Предыстория (Короткевич) - страница 79

— Зачем? Разве мы не дрались честно?

— Так-то оно так, а все же вы славянин, а он — потомок песьеголовца. Вот в чем дело.

— Какая подлость.

— Хватит возмущаться. Это в порядке вещей. Вон и Марчинский не возмущается, хотя ему и скучно, и выпить давно пора.

— Хотите ко мне?

— Нет, ему лучше в кабак. Такая у него натура поэтическая. Кстати, вам есть куда ехать?

— Да, есть лесник в Боровине, есть дядя Петр в Жинском краю. Только…

— Вы езжайте сначала в Боровину, а оттуда вас никакой черт не выковыряет. Потом, когда уляжется — к дяде.
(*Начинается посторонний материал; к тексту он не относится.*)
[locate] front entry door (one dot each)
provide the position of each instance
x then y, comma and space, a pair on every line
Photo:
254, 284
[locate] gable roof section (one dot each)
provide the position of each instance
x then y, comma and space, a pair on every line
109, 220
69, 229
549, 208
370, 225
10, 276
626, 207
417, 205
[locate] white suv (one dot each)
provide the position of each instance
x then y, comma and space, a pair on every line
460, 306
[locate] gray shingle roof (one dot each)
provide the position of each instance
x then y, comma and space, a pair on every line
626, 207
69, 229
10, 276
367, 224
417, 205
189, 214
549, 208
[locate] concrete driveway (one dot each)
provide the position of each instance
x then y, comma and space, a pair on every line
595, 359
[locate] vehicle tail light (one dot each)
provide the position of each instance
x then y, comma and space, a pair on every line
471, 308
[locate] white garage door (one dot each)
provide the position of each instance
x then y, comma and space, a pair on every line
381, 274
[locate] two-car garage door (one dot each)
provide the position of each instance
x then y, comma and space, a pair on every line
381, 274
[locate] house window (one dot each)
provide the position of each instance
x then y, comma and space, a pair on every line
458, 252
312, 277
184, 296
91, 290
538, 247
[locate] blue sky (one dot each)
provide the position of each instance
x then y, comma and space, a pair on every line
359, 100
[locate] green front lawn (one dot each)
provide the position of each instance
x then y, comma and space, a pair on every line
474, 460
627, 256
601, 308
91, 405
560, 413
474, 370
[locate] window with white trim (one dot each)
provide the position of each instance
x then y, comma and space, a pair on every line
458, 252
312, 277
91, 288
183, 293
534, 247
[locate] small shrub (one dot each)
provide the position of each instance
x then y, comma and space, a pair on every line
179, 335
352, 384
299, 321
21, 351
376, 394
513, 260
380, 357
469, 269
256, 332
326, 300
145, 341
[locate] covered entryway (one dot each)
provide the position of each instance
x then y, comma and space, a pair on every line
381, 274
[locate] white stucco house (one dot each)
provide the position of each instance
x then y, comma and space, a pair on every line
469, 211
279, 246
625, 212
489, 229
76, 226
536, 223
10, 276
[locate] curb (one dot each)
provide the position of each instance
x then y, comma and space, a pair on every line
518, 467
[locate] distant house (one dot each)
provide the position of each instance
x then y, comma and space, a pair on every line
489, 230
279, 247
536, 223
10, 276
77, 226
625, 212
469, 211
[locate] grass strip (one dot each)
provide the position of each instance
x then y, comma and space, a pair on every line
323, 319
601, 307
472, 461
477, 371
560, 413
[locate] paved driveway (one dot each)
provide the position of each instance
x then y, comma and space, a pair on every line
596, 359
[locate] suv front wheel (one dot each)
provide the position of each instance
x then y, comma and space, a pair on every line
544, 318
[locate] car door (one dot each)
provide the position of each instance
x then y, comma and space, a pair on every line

Месяца полтора — и все.

— Но я не поеду.

— Не сметь! — рявкнул Паличка. — Попробуйте только. Слышите, все еще палит Золан. Хотите туда сесть? Нет, вы как хотите, а я из вас эту дурь выбью. Вы — поедете. И чем скорее, тем лучше. А вот и ваш дом.

Марчинский встрепенулся, подал Яну руку и стал говорить о том, какой он честный малый и как глупо ему погибать: «Ведь вы понять должны, что эти собаки вас убьют. Вам жить надо. Я чуть-чуть старше вас, но я пьяница, я никуда не годный человек, а вас я прошу уезжать поскорее. Я не вижу пути, оттого и пью, а вы его найдете».

Поблагодарив его и Паличку и все же твердо решив не ехать, Ян стал вылезать из кареты.

— Подождите-ка, — сказал Паличка. — Вот возьмите-ка мой адресок на всякий случай — как говорил всем мой знакомый, врач по венерическим болезням.

И, засмеявшись, Паличка захлопнул дверцу кареты. В следующий миг карета покатилась по улице и исчезла за поворотом.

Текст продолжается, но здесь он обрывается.